1. Euh… 1552 bibillets ? Qu’ai-je à faire avec la performance ? Je laisse ça aux Managers, aux Comptables, aux Députés rentiers, aux Infirmes de l’Echange, aux Communicancans, aux Bartolone, Cambadélis, Juppé & Philippot. Ta question, c’est de demander si écrire dans un blog, c’est du travail ? Pas vraiment mais la rédaction, la mise en ligne, oui, ça prend un peu de temps et de l’énergie. Comme il me faut dormir (j’ai besoin évidemment de reconstituer ma force de travail en dormant) c’est surtout le lendemain, au matin que ça surgit, que ça resurgit. Mais ça mature, ça peut prendre vaguement forme à la lisière du sommeil, en bordure du rêve, dans le silence de la Nuit. Au réveil, suis toujours un peu étonné par mon courage matinal (j’en ai), je me lève, j’ai le clavier à disposition, les mots sont là, ils bondissent, ils rugissent dans la lumière bleutée de l’écran. Tout vient. La rage d’écrire. L’envie bienvenue de dézinguer. Quelque chose de méchant passe alors dans mon écriture. Là, je ne suis copain avec personne. Avec personne. Méchant avec tout le monde. C’est ma présence d’écriture. Mais j’arrête là. On ne peut pas faire la théorie ou la description de ces moments, même si c’est tentant. Pour résumer, voilà un phototexte… très pompeux mais qui le dira beaucoup mieux que moi : Ecrire ? Une respiration.

ecrire

  • Que veux-tu faire passer dans tes billets ? Et un blog ça sert à quoi ?
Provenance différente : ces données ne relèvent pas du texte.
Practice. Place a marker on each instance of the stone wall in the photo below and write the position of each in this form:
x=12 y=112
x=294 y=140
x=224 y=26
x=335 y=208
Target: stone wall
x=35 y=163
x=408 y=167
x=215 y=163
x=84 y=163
J’avais fait il y a quelque temps un clip sur «C’est quoi un blog ?» pour dire de façon un peu infantile qu’un blog est utile. Depuis, j’ai vieilli, je suis plus proche de cette vérité : un blog, ça ne sert strictement à rien. Ce constat fut une surprise mais pas forcément un truc désespérant car c’est humain de constater l’inutile. Note ça :  l’humain, c’est parfois/souvent creuser l’inutile. De cet acte curieux, quasi-indéchiffrable, faudrait pas le brandir comme un étendard. Non, pas de gloriole à retirer de tout ça. Faut se laisser aller à l’inutile, le laisser venir, l’accompagner. Au bout, il y a -peut-être- de la surprise, de la trouvaille, de la justesse.

  • Une part de tes billets s’éreinte sur l’arête politique… Et ça, ça vise quand-même à être utile, à apporter une pierre à l’édifice… Chez toi, à l’édifice de la Contestation.

blogueur-11En ce Monde, comme tout va de travers, on est bien obligé de parler politique et des hommes qui la font (peu de femmes hélas). Là me revient cette phrase de Brecht. «Dire aux hommes politiques : «Ne touchez pas à la littérature» est ridicule mais dire à la littérature : «Défense de toucher à la politique» est inconcevable». Je me suis répété : oui, oui, pourquoi ne pas dire, répéter aux blogueurs et lecteurs de blogs : «Défense de toucher à la politique» est inconcevable». Mais, «politique», faudrait s’arrêter sur le mot, l’élargir, ne pas le confondre avec la politique politicienne, médiatique, avec le commérage instantané. Lui donner de la pulpe, quoi !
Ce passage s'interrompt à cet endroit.